Design Trend: Open Concept Floor Plan

January 7, 2015   |   Design Dilemmas, News

If you have visited any newly built homes recently, you probably noticed two things missing… a formal living room and dinning room. Today, homes are all about flow and functionality making it no surprise that open concept floor plans are all the rage.

Open Concept Floor Plan

Open floor plans rank high on the list of must-have amenities for many people remodeling or looking for homes. Homes featuring open floor plans combine the kitchen and living room into one large space. Larger spaces, such as in the photo shown above, allow family members and guests to interact during an entire visit without having to vanish to prepare dinner. People can be lounging in the living room while others are in the kitchen and yet everyone is still together!

Today’s new homes are more practical than houses built 25 years ago because they reflect the way people live and an open concept is a much sought after bonus.
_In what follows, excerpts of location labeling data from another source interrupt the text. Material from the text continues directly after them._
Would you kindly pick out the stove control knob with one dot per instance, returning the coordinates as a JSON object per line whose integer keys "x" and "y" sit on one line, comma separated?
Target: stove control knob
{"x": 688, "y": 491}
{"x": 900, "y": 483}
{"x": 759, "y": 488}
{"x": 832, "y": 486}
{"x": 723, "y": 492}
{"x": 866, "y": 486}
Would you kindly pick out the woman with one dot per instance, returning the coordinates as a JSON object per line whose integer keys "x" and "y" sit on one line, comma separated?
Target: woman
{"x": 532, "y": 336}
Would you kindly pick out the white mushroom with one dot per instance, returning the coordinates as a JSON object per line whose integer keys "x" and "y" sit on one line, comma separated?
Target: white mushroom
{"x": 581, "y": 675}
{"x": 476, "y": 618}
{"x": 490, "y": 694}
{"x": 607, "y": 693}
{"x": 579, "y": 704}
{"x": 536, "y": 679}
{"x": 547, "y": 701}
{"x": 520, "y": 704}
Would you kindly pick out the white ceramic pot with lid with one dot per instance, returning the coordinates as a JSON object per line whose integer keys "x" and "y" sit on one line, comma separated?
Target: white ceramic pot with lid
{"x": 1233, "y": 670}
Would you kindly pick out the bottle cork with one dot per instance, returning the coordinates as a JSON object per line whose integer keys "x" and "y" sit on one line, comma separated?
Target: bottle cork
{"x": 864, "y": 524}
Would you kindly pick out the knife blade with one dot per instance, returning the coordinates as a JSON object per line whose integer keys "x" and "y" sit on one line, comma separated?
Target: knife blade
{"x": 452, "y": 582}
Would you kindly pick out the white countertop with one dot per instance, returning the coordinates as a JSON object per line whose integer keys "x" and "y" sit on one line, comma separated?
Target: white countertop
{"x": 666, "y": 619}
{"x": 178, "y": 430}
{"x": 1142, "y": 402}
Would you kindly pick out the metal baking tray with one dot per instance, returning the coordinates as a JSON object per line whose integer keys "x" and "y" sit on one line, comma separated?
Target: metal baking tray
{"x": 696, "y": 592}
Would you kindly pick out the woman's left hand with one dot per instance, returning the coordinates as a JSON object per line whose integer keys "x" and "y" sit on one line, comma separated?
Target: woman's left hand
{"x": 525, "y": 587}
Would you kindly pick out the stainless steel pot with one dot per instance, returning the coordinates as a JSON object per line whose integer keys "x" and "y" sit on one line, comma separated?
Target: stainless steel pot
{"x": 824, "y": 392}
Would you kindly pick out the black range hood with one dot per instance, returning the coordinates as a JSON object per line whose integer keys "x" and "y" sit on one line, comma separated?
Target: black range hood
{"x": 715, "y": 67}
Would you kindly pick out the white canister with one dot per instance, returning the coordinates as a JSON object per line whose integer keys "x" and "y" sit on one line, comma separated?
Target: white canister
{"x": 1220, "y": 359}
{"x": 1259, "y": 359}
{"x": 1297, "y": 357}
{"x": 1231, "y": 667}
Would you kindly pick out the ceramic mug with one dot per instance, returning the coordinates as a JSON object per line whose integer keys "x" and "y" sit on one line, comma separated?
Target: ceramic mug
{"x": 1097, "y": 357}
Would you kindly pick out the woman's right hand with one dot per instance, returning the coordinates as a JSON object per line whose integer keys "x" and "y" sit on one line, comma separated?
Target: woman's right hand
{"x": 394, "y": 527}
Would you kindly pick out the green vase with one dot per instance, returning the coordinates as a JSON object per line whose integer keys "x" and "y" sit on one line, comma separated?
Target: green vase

However, very few houses being toured in the Greater Grand Rapids area have them. Most of these homes are older with small broken up rooms, not ideal for entertaining. Just imagine inviting all your friends and family over for a party in a non-open floor layout. It would be crowded… and chances are  you’d probably end up bursting through the walls and create an open concept kitchen and living room by accident! Around here it is understood that a little elbow grease is in order to make the dream of an open concept floor plan a reality. Knocking down a wall or two during a remodel isn’t uncommon and totally worth it if you’re looking for extra space.

The result of taking down a wall between the kitchen and living areas is a home that inspires a more modern relationship between the kitchen (traditionally considered a working zone), and formal living spaces. With open floor plans the kitchen becomes the heart of the home often times featuring an island that provides extra counter space with casual seating. Islands such as these help bridge the gap between “work space” and “living space” by providing a space for kids to do homework, enjoy light meals, or for guests to chat with the cook. With this concept sometimes a formal dining room is eliminated entirely, and replaced with a large table serving as the family eating area. Auxiliary rooms designed for organization and convenience, such as a butler’s pantry, mudroom, or home office, are usually sited adjacent to the main living area.


Although an open plan is especially associated with very modern designs it’s not entirely new. Frank Lloyd Wright (1867-1959), who coined the term organic architecture, first implemented the concept of an open floor plan. The idea of organic architecture refers to how a homes design is carefully thought out and becomes a unified interrelated composition. Like with many designs it is cool to see them evolve and come full circle. Today, all kinds of homes are being built with free-flowing layouts and are beginning to expand outside of just the kitchen and living room. Vaulted ceilings and generous outdoor living areas are being added to the mix creating a more open feeling in today’s house plans.